Она зачерпывает овес, отсчитывая каждую мерную ложку, чтобы убедиться, что нам его хватит. Глядя, как белые хлопья высыпаются в массивную стальную кастрюлю, я чувствую острую благодарность за то, что больше нас не заставляют есть конский корм, как в Доме Бирмингема. При мысли о тех коричневых хлопьях я почти задыхаюсь.
– На следующей неделе, думаю, дом будет полон, так что нам стоит начать планировать насчет… Как мы собираемся растянуть еду примерно на сто человек, – говорит Мария.
«Растянуть» – слово, которое мы используем на нашей кухне чаще всего. «Как мы можем растянуть это?», «добавьте бобов, чтобы растянуть его», «разведите это, так оно растянется». Мы постоянно пытаемся повторить то, что сделал Иисус, – накормить пять тысяч человек пятью хлебами и двумя рыбами. Но мы не ожидаем настоящего чуда, мы просто думаем, как «растянуть это».
Полтора часа спустя в обшитой деревянными панелями столовой начинается шарканье – члены группы собираются к завтраку. Дети, подростки, взрослые, младенцы. Холодные руки держатся за несколько столов, пока кто-то благословляет еду. Затем начинается гонка за пищей – не только потому, что ее всегда не хватает, как бы мы ни «растягивали», – но и потому, что нужно успеть на молитвы. Мы сражаемся против времени, а день еще только начался.
Подростки поспешно набивают рты последними ложками водянистой каши, когда команда уборщиков забирает у них тарелки, чтобы замочить. Скрип стульев, перетаскиваемых из столовой в гостиную, перемежается щипками акустических гитар. Мы всегда можем сказать, который час, или где мы должны быть, благодаря звуку – гитар, молитв, возгласов «аллилуйя!», колокола на ужин. В нашей жизни присутствует звуковой ритм. Наши дома управляются с почти механической точностью. В них нет места для «потерянного времени» или «расслабления». Мы с Марией бежим в гостиную – места остались только на полу. Дефицит пищи сменился дефицитом стульев.
Как мы собираемся уместить здесь сто человек?
* * *
Лидер этого дома – дядя Эндрю. Он стоит во главе комнаты, обрамленный большим старым деревянным камином позади него, держа в руках Библию и какие-то бумаги. Я думаю, он англичанин, однако наверняка сказать нельзя. Он держит дистанцию, как и все дяди и тети, однако не совсем так, как остальные. Те в основном потчуют нас историями их «жизни до Бога», из которых тоже мало что понятно. Одни были «самыми умными мальчиками в школе», как мой папа. Другие – «беглецами», как тетя Фиби. Тетя Лилли, мама Марии, работала танцовщицей гоу-гоу в ночном клубе.

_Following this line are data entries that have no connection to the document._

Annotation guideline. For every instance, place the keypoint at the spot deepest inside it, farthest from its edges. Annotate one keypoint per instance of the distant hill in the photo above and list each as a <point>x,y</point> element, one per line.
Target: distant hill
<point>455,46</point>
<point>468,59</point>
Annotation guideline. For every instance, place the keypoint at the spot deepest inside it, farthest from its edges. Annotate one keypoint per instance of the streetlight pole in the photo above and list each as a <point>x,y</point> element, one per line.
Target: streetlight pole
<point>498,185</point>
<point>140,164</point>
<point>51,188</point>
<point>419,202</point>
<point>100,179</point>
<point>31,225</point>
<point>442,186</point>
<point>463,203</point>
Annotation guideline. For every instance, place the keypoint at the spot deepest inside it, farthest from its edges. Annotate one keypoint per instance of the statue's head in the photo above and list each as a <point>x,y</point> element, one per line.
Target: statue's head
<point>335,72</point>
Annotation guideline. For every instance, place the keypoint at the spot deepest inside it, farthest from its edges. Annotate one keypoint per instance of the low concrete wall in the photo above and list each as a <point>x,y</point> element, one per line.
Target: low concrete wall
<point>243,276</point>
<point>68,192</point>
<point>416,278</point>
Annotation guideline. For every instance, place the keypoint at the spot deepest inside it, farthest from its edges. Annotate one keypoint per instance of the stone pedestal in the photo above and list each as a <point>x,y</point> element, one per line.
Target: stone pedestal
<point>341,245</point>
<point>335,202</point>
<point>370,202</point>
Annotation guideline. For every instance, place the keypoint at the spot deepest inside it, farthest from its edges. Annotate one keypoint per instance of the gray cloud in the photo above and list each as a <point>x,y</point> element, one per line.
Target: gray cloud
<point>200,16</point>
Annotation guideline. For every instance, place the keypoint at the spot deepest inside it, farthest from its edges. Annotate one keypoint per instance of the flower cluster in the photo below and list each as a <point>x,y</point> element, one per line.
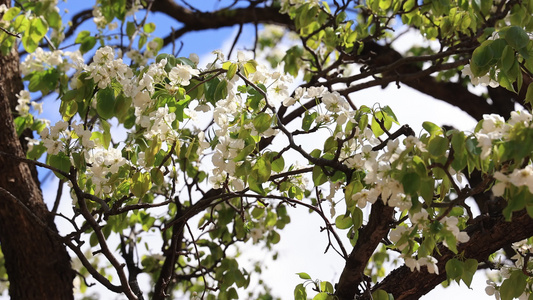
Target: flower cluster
<point>521,248</point>
<point>41,60</point>
<point>24,102</point>
<point>106,68</point>
<point>102,163</point>
<point>485,80</point>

Они рассказывают свои истории не только для того, чтоб объяснить, насколько ужасен мир за пределами коммуны и как нам повезло родиться избранными, но также делятся и красотой, волнением и силой момента, когда их посетило озарение.
Все, что мне действительно известно о дяде Эндрю, так это то, что я вижу перед собой. Он высокий мужчина с бородой цвета соли с перцем и лысеющей головой. Может, он старается держаться на расстоянии, потому что он лидер. Не исключено, что мы не испытывали бы перед ним особенного пиетета, не будь на нем покрова легкой тайны.